An hour and a quarter later, the red Jaguar took him home. At eight, precisely, he sat opposite his mother in the shadowy dining room of the Sloan mansion, gustily spooning soup.

“Have a good day, son?”

“Passable.”

“Any plans for the evening?”

“Thought I’d pick up Lenore Bailey “

That suited Mrs. Sloan for an opening. Her eyes fastened briefly on her hungry son and moved thoughtfully into the distances of the formal room where the gold rims of place plates gleamed from china racks, and cabinets of cut glass sparkled dully.

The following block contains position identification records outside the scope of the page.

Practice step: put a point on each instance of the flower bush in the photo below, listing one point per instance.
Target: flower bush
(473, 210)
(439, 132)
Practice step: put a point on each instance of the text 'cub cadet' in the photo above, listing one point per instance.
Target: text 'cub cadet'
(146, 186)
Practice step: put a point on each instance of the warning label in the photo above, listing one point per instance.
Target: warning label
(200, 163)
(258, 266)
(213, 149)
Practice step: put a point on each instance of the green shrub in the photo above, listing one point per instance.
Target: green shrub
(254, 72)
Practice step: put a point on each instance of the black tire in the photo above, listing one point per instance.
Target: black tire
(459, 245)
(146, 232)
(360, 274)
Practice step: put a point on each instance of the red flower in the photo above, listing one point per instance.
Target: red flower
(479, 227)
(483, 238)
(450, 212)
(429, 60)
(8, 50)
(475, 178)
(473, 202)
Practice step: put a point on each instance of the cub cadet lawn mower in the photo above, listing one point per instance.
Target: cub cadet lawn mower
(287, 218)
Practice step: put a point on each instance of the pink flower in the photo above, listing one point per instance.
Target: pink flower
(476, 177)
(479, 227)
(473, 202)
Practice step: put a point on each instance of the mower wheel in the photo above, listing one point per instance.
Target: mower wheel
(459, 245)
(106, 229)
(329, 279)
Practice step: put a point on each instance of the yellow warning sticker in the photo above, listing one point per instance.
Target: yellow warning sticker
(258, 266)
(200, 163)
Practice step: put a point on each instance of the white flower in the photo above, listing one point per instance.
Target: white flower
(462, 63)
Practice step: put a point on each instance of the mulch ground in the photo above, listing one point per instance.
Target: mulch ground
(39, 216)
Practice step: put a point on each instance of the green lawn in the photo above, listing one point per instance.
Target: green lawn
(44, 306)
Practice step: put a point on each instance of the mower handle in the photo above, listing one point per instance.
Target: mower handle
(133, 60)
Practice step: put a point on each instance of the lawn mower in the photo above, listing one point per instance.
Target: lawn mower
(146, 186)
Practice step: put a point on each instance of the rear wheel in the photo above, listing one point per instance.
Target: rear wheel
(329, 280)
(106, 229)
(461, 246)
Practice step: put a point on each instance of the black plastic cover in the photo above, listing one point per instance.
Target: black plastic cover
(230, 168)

“You’ve seen a lot of the Bailey girl, lately.”

“Yeah.”

“Does that mean anything, Kit?”

He smiled at his mother. “Ask Lenore.”

She passed that up with a gesture that was partly disdainful and partly indulgent. She thought, with pride, that the Sloan men had always possessed a way with women. She was able to feel pride, not rancor, now that her husband was occupying a plot in Shadyknoll, with a thirty-foot obelisk to mark the grave of a great industrialist, banker and rakehell. Her son’s

“conquests,” as she thought them (though he rarely found himself obliged to use aggression), did not in her opinion belong in the same category as her late husband’s “vices.” There was the mitigating fact that Kittridge was an “irresistible young man”; her spouse had been an “old fool”; there was a further alleviating circumstance in the fact that morals, amongst smart young people, had changed. In sum, there was (though she did not admit it) the fact that her husband’s perennial blonde had driven Minerva half mad with jealous fury, while she found herself taking in her son’s amours an almost masculine and quasi-participatory interest.

“You in love with Lenore?”

“Hell, Muzz. I love ’em all—if they’re pretty. If they’re as pretty as she, I love double.”

“She’s an interesting girl.”

“How do you know?” he inquired with ample suspicion, and he said in the same breath,

“This is good soup.”

“You better not have any more. There’s roast beef—Yorkshire pudding—I knew you’d be famished.”